In a perfectly equal society, neighbourhood disparities of this kind wouldn’t exist. But for Hwang, that is neither a practical nor realistic expectation. “I don’t think that the goal here is to equalize income or wealth. But I think we can all agree that we don’t want a society in which your opportunity and your horizons are determined by where you were born,” he says. “The fact that we have specific neighbourhoods that we can concentrate on provides, I think, a way forward.”

Prior to publication, we shared the life expectancy numbers and methodology with Laura Rosella, a professor of epidemiology in the Dalla Lana School of Public Health at the University of Toronto who studies premature mortality. The findings, she says, mirror those in her own work. “Myself and others have been looking at these kinds of patterns in different ways for over a decade, and we see a very similar trend,” says Rosella.

Like Hwang, Rosella has a practical mindset when it comes to solutions. “These deaths potentially could have been avoided if someone had prevention earlier, if they lived in a neighbourhood that was more conducive to healthy life, if there were social safety nets in place,” she says.

An important first step, they both say, is to get these numbers out there and ensure that governments are paying attention and accountable.

New York City is a good example of a local government leading the charge on life expectancy. In November 2023, city officials announced a goal to “create a healthier city for all” and raise New York City’s life expectancy to at least 83 years by 2030. It launched the HealthyNYC initiative, which is overseen by New York City’s Health Commissioner Ashwin Vasan. “When we’re talking about things like transportation, or education or housing or violence, we’re really talking about health,” Vasan said at the announcement.

The plan involves tackling several key drivers officials believe are responsible for New York City’s stalling life expectancy: chronic and diet-related diseases, drug overdoses, suicides, COVID, homicides, and maternal mortality—especially among Black women, who are four times more likely than white women to die from causes associated with pregnancy. Officials pledge to enact local laws, launch public campaigns to empower New Yorkers to live healthier lives, and hold local government accountable through a data dashboard that tracks the city’s progress over time.

Compared to New York City, which began measuring neighbourhood-level life expectancy nearly a decade ago, Toronto is at the very beginning stage of the journey. And going from measuring something to doing something about it is no small leap.

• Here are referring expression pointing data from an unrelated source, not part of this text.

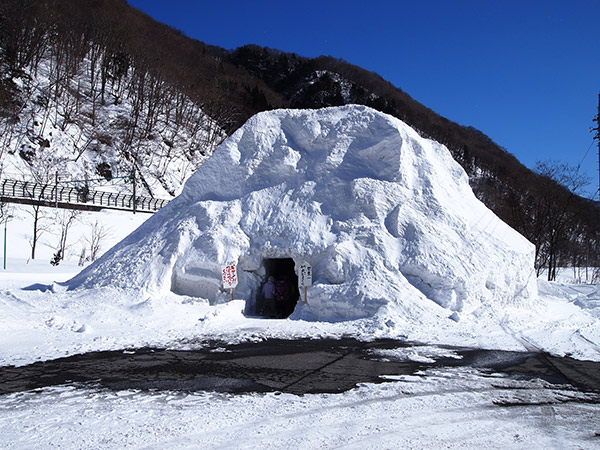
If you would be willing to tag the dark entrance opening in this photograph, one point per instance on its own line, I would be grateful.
(286, 282)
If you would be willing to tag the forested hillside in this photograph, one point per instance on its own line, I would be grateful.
(97, 89)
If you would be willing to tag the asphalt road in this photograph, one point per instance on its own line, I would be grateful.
(296, 366)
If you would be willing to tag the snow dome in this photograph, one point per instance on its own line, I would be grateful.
(383, 216)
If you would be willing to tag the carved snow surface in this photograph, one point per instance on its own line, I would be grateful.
(385, 217)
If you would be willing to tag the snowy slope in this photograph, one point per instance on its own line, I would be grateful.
(385, 217)
(71, 135)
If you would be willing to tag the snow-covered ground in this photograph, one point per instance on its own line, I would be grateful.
(396, 253)
(450, 408)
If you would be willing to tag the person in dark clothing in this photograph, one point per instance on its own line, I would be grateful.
(281, 297)
(268, 291)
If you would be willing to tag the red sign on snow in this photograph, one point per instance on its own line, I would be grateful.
(229, 276)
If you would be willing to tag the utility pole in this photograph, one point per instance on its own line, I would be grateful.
(598, 139)
(134, 193)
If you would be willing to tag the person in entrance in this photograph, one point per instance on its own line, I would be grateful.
(268, 291)
(282, 294)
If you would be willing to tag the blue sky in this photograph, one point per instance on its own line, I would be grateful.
(526, 73)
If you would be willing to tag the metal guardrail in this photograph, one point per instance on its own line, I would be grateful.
(77, 196)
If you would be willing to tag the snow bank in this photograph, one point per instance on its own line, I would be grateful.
(385, 218)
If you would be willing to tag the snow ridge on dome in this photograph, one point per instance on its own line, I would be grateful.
(385, 217)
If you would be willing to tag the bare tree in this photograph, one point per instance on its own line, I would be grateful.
(64, 219)
(99, 234)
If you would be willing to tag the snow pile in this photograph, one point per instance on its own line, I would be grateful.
(385, 218)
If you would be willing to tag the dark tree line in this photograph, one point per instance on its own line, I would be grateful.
(544, 205)
(164, 74)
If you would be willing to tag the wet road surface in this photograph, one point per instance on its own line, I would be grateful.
(293, 366)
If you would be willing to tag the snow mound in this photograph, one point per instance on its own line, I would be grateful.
(384, 217)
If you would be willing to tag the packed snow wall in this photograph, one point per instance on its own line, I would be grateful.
(384, 216)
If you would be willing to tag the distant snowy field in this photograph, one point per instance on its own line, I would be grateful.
(452, 408)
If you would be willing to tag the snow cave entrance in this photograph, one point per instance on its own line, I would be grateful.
(282, 271)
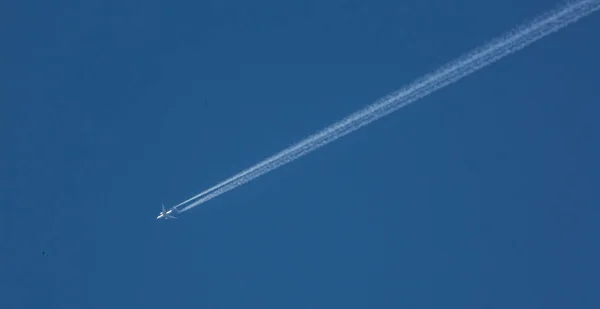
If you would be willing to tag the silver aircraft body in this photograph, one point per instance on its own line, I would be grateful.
(166, 214)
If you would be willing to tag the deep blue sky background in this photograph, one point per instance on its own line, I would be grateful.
(483, 195)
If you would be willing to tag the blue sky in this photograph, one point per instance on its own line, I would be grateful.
(483, 195)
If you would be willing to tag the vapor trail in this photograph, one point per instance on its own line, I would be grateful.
(479, 58)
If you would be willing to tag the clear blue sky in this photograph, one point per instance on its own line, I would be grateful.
(483, 195)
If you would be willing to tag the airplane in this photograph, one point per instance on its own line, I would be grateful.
(166, 214)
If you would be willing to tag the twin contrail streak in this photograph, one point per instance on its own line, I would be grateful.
(479, 58)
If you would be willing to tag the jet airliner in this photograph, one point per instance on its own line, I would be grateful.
(166, 214)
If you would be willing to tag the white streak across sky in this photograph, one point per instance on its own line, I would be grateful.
(477, 59)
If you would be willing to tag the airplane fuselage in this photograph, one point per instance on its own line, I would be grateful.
(165, 214)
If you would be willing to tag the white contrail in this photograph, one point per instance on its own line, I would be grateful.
(446, 75)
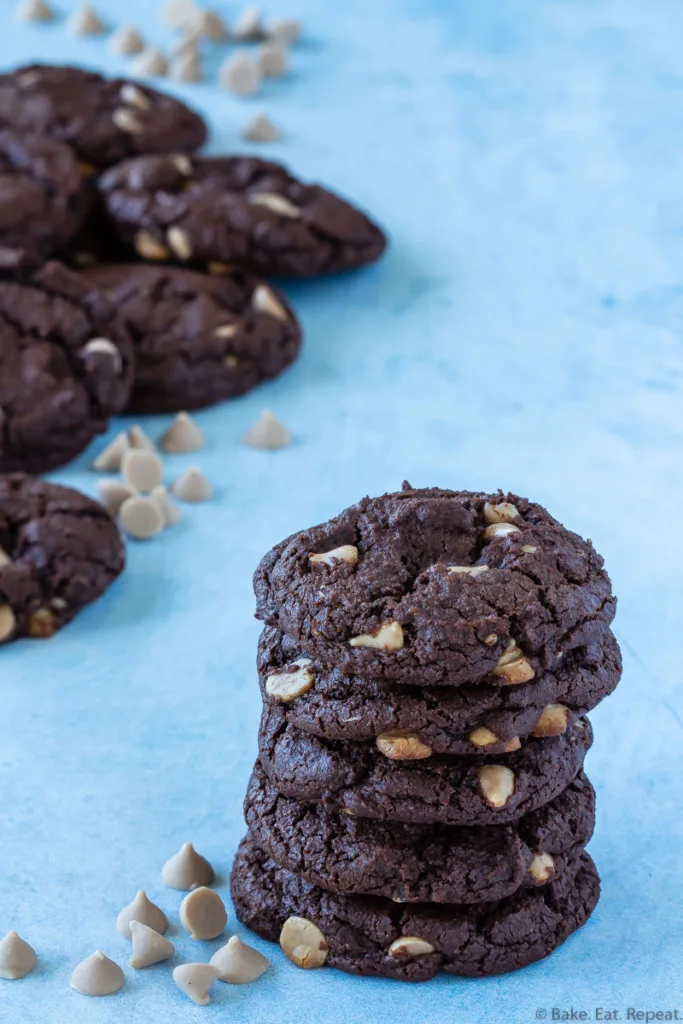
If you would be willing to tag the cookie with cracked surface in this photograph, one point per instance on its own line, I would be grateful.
(66, 367)
(437, 587)
(199, 338)
(463, 720)
(102, 120)
(360, 779)
(58, 552)
(239, 210)
(364, 934)
(42, 198)
(416, 863)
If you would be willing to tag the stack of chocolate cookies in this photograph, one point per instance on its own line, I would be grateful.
(419, 802)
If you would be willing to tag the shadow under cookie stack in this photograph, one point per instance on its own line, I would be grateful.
(419, 802)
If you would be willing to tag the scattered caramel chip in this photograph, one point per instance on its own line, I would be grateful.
(238, 963)
(142, 910)
(97, 975)
(16, 957)
(186, 869)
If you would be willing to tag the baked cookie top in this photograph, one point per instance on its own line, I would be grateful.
(66, 367)
(435, 587)
(102, 120)
(237, 210)
(58, 551)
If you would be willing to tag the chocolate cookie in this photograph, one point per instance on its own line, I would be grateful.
(237, 210)
(199, 338)
(368, 935)
(66, 367)
(408, 784)
(42, 198)
(461, 720)
(414, 863)
(58, 552)
(102, 120)
(437, 588)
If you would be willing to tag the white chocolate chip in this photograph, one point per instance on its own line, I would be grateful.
(179, 243)
(142, 470)
(503, 512)
(543, 866)
(402, 745)
(411, 945)
(110, 458)
(85, 22)
(388, 637)
(240, 75)
(303, 943)
(148, 946)
(473, 570)
(141, 518)
(293, 683)
(498, 784)
(126, 41)
(16, 957)
(102, 346)
(170, 511)
(238, 963)
(133, 96)
(142, 910)
(552, 721)
(7, 623)
(186, 869)
(271, 59)
(183, 435)
(275, 203)
(346, 553)
(193, 486)
(203, 913)
(148, 248)
(196, 980)
(267, 433)
(97, 975)
(113, 495)
(500, 529)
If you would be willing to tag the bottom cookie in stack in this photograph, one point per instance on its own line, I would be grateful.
(375, 936)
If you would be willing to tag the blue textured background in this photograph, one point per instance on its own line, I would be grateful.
(524, 331)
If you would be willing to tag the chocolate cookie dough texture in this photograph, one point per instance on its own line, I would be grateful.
(419, 801)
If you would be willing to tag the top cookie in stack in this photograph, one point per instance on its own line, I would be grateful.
(428, 660)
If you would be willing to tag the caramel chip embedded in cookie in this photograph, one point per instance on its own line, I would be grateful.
(187, 869)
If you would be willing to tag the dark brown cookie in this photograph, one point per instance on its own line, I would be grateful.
(102, 120)
(237, 210)
(429, 590)
(199, 338)
(359, 779)
(66, 367)
(414, 863)
(367, 935)
(58, 552)
(461, 720)
(42, 198)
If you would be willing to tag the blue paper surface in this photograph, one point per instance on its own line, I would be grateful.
(522, 332)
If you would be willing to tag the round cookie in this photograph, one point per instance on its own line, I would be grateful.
(450, 720)
(42, 198)
(359, 931)
(199, 338)
(58, 551)
(237, 210)
(416, 863)
(359, 779)
(430, 590)
(102, 120)
(66, 367)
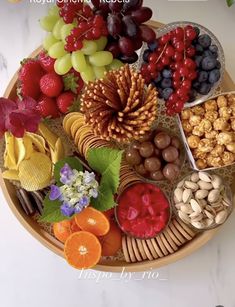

“Obviously this is a public health kind of issue,” says Hwang. “I know that Toronto Public Health has always championed an approach of addressing priority neighbourhoods. It would be great for them to carry this forward, so that it’s not just a one-time thing, but something that gets built into our public health strategy.”

The Local reached out to Toronto Public Health on several occasions to request an interview with Dr. Eileen de Villa, Toronto’s medical officer of health. Those requests were declined.

Ultimately though, life expectancy is a simple measure with complex underpinnings. It is a metric of public health, but it might as well be a barometer of society itself. The great levellers, such as public education, health care, and social assistance, play a role and they are provincial responsibilities. Additionally, there’s the federal role in the economy, and the role of civil society, from churches to non-profits to unions, in trying to fill in the gaps in their communities. In a city of neighbourhoods, where even death is a differentiating factor, these mechanisms exist, and the current patterns of mortality can change.

“I think the first step would be to have this information spur us to actually want to make change,” says Hwang. “So rather than either turning a blind eye to the problem or pretending it doesn’t exist, we need to really face it head on.”